I installed netdata in a virtual machine running debian 10 for test purposes. The VM has 2 GB Ram configured and it uses around 200MB when running. As soon as I install Netdata it jumps to almost 2Gb consumed. I have seen that Netdata should be a lightweight agent for monitoring. I have uninstalled it and installed back again with no luck on the ram issue. I already tried the tips to decrease this consumption but they dont work.
Maybe is the netdata server side installation and I just need to install the agent?? Sorry, new to Netdata but I really like the product
Hi @Lcarrillo.
As soon as I install Netdata it jumps to almost 2Gb consumed.
That is not expected. How did you check ram usage?
Could you share apps.mem
(Applications->mem->apps.mem
)?
I have Netdata Agent installed on DO (1 GB ram vm)

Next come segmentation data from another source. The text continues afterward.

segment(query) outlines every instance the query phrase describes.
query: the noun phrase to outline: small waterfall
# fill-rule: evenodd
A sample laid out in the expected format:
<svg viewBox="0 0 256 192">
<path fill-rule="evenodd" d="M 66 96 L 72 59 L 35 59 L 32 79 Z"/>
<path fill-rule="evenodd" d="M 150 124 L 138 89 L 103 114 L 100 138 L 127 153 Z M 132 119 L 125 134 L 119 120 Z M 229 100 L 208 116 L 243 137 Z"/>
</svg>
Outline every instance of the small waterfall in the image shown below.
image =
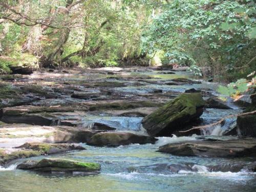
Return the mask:
<svg viewBox="0 0 256 192">
<path fill-rule="evenodd" d="M 201 135 L 222 136 L 225 130 L 222 129 L 221 124 L 209 126 L 201 130 Z"/>
<path fill-rule="evenodd" d="M 92 121 L 86 121 L 82 124 L 78 125 L 79 127 L 88 129 L 89 130 L 92 130 L 93 125 L 94 125 L 94 122 Z"/>
<path fill-rule="evenodd" d="M 17 164 L 13 164 L 8 167 L 4 167 L 1 166 L 0 166 L 0 172 L 1 171 L 5 171 L 5 170 L 14 170 L 16 169 L 16 167 L 17 167 L 17 166 L 18 165 Z"/>
<path fill-rule="evenodd" d="M 60 120 L 59 119 L 52 119 L 51 126 L 59 126 L 60 125 Z"/>
</svg>

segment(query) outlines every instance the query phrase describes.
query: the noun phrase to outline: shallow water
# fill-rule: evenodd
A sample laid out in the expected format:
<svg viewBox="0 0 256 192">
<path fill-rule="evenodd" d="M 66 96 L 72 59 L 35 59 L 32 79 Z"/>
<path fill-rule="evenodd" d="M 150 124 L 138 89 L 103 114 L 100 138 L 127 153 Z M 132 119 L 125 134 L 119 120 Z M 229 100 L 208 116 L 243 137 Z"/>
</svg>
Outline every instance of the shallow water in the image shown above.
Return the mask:
<svg viewBox="0 0 256 192">
<path fill-rule="evenodd" d="M 79 173 L 40 174 L 12 170 L 14 166 L 0 169 L 1 191 L 253 191 L 256 190 L 256 175 L 238 173 L 209 172 L 207 166 L 238 163 L 244 160 L 184 157 L 156 152 L 159 146 L 170 142 L 194 140 L 195 137 L 159 138 L 156 144 L 132 144 L 116 148 L 85 145 L 87 150 L 51 156 L 101 164 L 101 173 L 83 176 Z M 42 157 L 33 159 L 39 159 Z M 17 162 L 20 162 L 19 160 Z M 198 172 L 171 173 L 166 168 L 140 168 L 155 164 L 193 163 Z"/>
<path fill-rule="evenodd" d="M 175 78 L 192 78 L 191 74 L 177 72 L 175 74 L 162 74 L 159 72 L 138 72 L 123 74 L 122 77 L 151 77 L 148 81 L 167 80 Z M 44 75 L 39 76 L 44 77 Z M 46 77 L 49 74 L 45 74 Z M 32 78 L 37 78 L 32 75 Z M 51 74 L 51 75 L 52 75 Z M 59 77 L 65 80 L 81 80 L 118 77 L 120 75 L 104 75 L 99 73 L 78 74 L 56 74 L 52 78 Z M 113 80 L 108 79 L 108 81 Z M 122 80 L 118 80 L 122 82 Z M 139 86 L 129 86 L 123 88 L 110 88 L 120 92 L 131 94 L 147 93 L 156 89 L 165 92 L 184 92 L 191 88 L 211 89 L 214 92 L 218 84 L 202 82 L 201 84 L 186 86 L 168 86 L 145 83 Z M 95 90 L 93 90 L 95 91 Z M 54 102 L 63 103 L 74 99 Z M 49 100 L 47 101 L 48 102 Z M 233 110 L 207 109 L 201 116 L 202 124 L 216 122 L 221 118 L 237 114 L 241 110 L 230 104 Z M 78 126 L 89 127 L 94 122 L 103 123 L 116 128 L 118 131 L 139 132 L 141 129 L 140 117 L 111 116 L 109 114 L 88 114 L 81 112 L 63 113 L 58 115 L 60 120 L 75 121 Z M 222 126 L 210 127 L 202 135 L 221 135 L 223 132 L 236 120 L 227 119 Z M 251 159 L 224 159 L 198 157 L 178 157 L 156 152 L 160 146 L 170 142 L 194 140 L 198 136 L 160 137 L 156 144 L 131 144 L 118 147 L 99 147 L 81 144 L 87 150 L 73 151 L 50 158 L 63 158 L 84 161 L 95 162 L 101 165 L 101 173 L 96 176 L 85 176 L 81 173 L 42 174 L 15 169 L 16 164 L 24 161 L 20 159 L 0 167 L 0 192 L 2 191 L 256 191 L 256 175 L 245 170 L 235 172 L 210 172 L 210 165 L 221 164 L 233 164 L 252 161 Z M 37 157 L 31 159 L 40 159 Z M 194 164 L 196 172 L 181 170 L 172 173 L 165 165 L 171 164 Z"/>
</svg>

In the System Overview–>Ram section it shows that the physical memory being used is 1.75GiB and free is only 0.08 GiB.
I installed another software called Glances to check if the ram was actually consumed and it showed up the same ram being consumed. As soon as I uninstall netdata this problem goes away.
To make it clear - the problem is used: 1.75GB
? Why do you think it is cosumed by Netdata?
Can you do when netdata is running
# system free/used memory
free -h
# top 30 memory consumers
ps -eo pmem,pcpu,vsize,pid,cmd | sort -k 1 -nr | head -30
When I ran those commands this is the info i got. Sorry for all this trouble and thanks for all your help.
I believe the netdata go.d.plugin is causing this RAM consumption issue.
It is not go.d.plugin, it uses 12MB (you can see it on the netdata dashboard apps.mem
, and in the top output - it is 0.5% (pmem, first column)).
I’m also seeing that the netdata agent is using a lot more ram recently.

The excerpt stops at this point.